Bu blogu etkinleştimeye geçen hafta karar verdim yararına pek de inanmadan. Bunda bir arkadaşımın kendi blogununu oluşturması da etkili oldu.

Ben hâlâ kâğıt kaleme düşkün biri sayılırım. Yazılarımı bir süredir bilgisayara doğrudan yazmaya çalışıyorum, ekranla kâğıt arasında yaşadığım ikilem sürüyor öte yandan. Sanal âleme ise alışmadım bir türlü. Kimileri, özellikle genç kuşaklar her şeylerini buralara yansıyor. Falanla ilişkim başladı ya da bitti, bugün moralım çok bozuk, sabah kalkıp sofrayı kurdum ve ailecek yedik yemeğimizi...

Bu tür şeyler, diyelim gönüllü olarak paylaşılıyor. Başkaları hakkında söz söylemek bize düşmez; en azından, bu sınırını çok gerilerde tutalım şimdilik... Bir başka durum var ki daha garip. Yemeğe gidiyorsun birileriyle, orada fotoğrafların çekiliyor, bir bakıyorsun facebooktasın boy boy... Gençlere uyarılarda bulunuyorum artık. Buralara yazdıklarınız ve aktardığınız fotoğraflar, hatta haberiniz olmadan çekilip yayına sokulan görüntüler, ileride iş başvurusunda bulunduğunuzda karşınıza çıkacak

Yaşadıklarımızın gizlisi saklısı yok artık. Oysa insanoğlu, gizemiyle, özel oluşuyla değerli bir varlık...

Dünya başka bir yerlere gidiyor belli ki. Uyum sağlamamak için ne kadar direnirsek direnelim, bizi uyduruyor kendine bu dünya bir biçimde. Hiç bulaşmamak buralara, hiç kullanmamak teknolojiyi daha doğru belki...
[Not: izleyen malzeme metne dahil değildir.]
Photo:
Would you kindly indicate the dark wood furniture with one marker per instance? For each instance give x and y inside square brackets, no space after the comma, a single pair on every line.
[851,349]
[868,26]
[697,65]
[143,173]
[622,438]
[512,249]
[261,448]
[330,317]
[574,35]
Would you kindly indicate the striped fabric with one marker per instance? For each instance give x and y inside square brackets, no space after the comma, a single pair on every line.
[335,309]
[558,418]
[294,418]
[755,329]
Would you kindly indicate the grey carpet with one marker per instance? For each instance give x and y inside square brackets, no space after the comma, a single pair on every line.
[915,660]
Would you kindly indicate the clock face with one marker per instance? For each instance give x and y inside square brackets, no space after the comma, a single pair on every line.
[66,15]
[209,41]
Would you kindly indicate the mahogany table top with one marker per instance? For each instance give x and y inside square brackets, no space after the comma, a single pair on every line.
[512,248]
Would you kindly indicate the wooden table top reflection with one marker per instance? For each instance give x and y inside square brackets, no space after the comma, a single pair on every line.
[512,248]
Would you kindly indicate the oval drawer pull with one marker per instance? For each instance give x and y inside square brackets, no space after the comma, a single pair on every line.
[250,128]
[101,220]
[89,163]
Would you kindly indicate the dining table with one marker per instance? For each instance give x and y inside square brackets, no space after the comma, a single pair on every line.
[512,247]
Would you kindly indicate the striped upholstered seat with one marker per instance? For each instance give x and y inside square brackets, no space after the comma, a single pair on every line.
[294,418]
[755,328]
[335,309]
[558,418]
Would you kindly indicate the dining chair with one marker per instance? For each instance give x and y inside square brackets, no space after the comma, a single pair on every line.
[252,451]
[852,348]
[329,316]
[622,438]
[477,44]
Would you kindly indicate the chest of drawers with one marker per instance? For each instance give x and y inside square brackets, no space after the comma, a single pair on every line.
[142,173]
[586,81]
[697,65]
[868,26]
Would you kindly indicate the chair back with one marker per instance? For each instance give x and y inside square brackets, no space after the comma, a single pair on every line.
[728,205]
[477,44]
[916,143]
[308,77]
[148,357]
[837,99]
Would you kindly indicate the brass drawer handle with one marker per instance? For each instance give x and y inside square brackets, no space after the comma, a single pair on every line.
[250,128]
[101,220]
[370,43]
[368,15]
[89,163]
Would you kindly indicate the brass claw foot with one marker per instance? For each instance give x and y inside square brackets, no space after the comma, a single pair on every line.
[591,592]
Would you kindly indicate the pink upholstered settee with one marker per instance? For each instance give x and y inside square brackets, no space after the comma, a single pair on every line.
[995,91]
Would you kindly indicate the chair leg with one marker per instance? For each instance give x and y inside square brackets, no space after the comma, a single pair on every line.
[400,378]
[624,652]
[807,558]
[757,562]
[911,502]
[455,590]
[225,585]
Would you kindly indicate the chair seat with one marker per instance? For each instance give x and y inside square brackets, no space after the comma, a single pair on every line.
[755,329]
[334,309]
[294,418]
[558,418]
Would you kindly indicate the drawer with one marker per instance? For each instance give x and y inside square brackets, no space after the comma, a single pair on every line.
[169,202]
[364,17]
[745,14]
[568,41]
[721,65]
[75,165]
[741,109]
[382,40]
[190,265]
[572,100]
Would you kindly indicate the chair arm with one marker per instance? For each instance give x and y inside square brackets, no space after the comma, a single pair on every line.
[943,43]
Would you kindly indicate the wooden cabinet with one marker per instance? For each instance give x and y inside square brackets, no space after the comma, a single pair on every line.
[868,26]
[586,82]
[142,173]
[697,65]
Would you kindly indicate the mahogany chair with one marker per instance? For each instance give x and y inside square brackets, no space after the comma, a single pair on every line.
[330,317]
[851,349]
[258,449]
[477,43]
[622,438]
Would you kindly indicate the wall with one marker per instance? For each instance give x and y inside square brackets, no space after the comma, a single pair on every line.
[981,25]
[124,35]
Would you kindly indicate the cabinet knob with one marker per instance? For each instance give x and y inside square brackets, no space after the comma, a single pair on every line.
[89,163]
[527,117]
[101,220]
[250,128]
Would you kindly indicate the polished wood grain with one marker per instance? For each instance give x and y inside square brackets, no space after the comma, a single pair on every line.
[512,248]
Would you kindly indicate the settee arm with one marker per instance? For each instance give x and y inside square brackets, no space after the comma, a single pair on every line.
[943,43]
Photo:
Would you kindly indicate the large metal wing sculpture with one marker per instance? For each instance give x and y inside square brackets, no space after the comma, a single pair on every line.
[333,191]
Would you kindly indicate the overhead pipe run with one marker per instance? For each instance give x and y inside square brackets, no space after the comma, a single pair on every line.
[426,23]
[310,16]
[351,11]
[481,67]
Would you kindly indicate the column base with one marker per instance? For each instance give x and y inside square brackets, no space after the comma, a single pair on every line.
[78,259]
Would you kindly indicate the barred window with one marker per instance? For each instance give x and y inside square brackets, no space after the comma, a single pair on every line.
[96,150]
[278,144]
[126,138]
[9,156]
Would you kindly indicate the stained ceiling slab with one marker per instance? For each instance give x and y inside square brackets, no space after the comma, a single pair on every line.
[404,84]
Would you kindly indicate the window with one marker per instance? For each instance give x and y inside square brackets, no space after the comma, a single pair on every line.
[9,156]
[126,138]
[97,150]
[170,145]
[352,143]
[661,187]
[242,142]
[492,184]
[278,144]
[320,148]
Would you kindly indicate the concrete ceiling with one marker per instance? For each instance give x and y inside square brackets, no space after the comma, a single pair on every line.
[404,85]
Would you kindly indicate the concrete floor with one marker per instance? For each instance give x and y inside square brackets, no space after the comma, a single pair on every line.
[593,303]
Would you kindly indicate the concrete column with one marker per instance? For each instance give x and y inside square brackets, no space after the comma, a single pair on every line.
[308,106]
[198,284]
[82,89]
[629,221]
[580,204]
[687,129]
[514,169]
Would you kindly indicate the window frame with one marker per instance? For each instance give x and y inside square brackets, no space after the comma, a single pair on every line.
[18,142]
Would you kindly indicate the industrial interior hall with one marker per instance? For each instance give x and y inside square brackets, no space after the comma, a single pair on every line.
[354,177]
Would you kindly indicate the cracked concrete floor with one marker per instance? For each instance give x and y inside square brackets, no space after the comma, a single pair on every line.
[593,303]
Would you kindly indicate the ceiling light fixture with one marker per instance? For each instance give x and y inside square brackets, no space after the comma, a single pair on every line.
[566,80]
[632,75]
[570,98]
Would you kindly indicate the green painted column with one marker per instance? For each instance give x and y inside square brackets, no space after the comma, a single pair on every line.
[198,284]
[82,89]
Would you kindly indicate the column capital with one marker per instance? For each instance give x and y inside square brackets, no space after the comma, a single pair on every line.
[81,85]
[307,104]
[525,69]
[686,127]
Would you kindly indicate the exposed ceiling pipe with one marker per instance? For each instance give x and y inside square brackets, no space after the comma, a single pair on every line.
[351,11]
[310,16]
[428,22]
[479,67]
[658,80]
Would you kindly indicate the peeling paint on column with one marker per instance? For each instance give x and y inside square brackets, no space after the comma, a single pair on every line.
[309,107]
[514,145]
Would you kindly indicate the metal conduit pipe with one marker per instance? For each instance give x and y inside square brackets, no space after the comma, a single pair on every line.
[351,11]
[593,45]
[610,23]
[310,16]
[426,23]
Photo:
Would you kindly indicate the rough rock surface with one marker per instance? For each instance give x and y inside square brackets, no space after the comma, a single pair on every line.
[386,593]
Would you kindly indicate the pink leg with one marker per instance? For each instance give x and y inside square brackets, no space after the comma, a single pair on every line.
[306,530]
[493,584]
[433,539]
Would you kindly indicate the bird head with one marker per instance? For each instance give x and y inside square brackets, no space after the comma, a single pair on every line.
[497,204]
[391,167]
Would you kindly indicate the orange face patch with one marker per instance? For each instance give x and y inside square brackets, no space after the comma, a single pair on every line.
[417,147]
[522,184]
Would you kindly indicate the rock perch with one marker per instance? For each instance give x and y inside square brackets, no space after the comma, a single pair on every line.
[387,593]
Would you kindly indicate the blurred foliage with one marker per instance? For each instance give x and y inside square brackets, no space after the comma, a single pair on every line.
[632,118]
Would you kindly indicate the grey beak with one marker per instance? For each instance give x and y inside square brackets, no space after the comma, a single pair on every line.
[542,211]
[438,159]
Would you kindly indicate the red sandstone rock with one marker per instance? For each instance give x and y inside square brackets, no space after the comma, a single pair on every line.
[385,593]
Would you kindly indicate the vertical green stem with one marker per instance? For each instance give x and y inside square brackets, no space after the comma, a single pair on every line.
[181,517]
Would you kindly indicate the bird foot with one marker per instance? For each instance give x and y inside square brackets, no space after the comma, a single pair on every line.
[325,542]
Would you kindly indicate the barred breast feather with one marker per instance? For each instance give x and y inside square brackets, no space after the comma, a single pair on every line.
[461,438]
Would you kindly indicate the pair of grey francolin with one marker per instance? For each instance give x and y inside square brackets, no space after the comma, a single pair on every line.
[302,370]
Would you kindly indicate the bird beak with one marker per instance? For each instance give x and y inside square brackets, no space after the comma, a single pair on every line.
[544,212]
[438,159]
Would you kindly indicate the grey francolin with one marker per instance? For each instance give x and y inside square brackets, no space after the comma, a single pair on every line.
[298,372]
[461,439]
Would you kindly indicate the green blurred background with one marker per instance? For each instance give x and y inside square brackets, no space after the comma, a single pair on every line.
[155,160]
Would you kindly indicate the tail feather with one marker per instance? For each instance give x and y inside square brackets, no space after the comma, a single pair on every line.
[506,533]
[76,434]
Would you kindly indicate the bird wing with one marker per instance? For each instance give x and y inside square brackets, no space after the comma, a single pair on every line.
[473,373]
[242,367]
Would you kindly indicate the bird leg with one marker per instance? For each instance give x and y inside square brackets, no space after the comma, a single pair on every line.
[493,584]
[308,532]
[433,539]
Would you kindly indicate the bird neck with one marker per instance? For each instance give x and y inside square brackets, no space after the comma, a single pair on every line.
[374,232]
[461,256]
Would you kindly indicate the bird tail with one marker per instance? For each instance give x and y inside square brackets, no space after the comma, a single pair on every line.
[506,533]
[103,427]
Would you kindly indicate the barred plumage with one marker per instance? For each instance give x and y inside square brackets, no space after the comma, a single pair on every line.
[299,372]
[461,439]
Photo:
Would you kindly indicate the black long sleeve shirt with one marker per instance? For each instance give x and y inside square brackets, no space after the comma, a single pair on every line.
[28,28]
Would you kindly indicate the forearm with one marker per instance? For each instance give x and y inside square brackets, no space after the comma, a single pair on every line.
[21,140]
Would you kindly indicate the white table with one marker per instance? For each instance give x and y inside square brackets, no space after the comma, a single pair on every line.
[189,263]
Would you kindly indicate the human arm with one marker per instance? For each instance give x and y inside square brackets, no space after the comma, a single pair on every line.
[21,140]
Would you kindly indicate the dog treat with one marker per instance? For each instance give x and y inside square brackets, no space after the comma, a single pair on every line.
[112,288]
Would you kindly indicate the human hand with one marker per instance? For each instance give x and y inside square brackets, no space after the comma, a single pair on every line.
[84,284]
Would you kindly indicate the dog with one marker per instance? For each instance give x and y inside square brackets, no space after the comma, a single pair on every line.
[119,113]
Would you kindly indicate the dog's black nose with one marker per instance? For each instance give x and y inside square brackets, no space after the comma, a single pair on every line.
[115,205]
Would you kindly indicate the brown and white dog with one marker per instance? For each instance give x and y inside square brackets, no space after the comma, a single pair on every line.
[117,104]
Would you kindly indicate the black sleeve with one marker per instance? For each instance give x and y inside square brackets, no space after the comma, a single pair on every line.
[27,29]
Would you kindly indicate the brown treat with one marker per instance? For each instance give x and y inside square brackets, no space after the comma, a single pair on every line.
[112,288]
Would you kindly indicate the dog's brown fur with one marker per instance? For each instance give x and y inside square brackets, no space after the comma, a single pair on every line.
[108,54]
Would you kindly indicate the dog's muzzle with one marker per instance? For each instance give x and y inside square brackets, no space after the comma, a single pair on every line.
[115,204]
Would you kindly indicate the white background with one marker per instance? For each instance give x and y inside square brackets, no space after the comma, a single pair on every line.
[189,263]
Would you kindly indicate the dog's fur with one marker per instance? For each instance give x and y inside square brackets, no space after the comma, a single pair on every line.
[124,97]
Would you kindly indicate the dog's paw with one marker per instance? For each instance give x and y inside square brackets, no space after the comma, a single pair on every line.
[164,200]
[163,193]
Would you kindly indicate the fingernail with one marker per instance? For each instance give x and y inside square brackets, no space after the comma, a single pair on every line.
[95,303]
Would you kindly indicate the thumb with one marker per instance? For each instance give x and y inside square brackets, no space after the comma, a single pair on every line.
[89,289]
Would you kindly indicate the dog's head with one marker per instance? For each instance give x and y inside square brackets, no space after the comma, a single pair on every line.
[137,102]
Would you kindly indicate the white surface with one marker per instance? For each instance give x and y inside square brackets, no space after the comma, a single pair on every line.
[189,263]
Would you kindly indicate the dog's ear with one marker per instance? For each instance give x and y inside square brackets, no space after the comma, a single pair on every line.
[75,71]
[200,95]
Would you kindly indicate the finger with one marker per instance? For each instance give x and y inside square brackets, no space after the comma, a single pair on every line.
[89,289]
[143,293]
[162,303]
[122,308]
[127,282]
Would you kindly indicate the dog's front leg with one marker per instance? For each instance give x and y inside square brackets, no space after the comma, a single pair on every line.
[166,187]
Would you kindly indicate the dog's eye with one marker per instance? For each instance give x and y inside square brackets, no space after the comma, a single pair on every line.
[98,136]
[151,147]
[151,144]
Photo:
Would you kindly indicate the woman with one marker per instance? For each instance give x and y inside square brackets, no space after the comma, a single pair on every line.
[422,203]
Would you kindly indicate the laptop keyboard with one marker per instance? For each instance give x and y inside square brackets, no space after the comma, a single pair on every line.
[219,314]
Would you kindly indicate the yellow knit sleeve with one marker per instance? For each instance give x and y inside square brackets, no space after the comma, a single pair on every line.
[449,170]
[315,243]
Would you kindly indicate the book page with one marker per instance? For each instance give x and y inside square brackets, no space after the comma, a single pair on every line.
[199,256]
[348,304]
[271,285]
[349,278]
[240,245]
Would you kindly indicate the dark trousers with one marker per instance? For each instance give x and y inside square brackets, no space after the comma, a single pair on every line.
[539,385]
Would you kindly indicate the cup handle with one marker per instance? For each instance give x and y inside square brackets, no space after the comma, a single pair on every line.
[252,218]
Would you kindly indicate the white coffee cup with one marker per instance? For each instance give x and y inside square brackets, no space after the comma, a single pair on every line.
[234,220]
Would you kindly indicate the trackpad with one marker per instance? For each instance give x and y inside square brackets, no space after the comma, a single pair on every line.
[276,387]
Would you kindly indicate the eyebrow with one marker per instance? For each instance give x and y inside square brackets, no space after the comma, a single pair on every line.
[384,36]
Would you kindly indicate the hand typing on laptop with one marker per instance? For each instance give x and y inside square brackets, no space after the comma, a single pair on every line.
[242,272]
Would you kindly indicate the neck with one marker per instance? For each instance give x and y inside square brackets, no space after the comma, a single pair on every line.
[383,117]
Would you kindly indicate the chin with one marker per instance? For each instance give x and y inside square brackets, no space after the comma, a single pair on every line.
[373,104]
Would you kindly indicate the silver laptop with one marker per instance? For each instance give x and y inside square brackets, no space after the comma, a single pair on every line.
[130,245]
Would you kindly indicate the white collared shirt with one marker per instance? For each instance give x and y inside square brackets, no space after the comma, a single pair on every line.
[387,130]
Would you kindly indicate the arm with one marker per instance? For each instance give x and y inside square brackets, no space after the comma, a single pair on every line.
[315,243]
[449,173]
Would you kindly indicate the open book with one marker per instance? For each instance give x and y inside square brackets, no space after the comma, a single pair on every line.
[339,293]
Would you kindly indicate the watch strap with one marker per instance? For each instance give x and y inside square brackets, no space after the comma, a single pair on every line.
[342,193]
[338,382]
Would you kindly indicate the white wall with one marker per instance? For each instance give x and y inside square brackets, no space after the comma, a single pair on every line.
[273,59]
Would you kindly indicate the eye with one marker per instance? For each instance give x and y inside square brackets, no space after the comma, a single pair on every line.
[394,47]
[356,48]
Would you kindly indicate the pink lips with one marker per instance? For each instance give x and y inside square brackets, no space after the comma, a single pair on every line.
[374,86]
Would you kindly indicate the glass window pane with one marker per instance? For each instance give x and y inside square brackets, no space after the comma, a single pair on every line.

Geçenlerde televizyonda Cüneyt Özdemiz anlattı. Bir arkadaşında bir iki gün kalmış. Üç kişilermiş. Kendisi, arkadaşı ve arkadaşının çocuğu.  Arkadaşının çocuğu sürekli bilgisayarın başında, orada kendi arkadaşlarıyla sohbet edip duruyor ama evde çocukla aralarında hiçbir konuşma olmuyormuş. En son, internet yoluyla yemeğe çağırmışlar çocuğu...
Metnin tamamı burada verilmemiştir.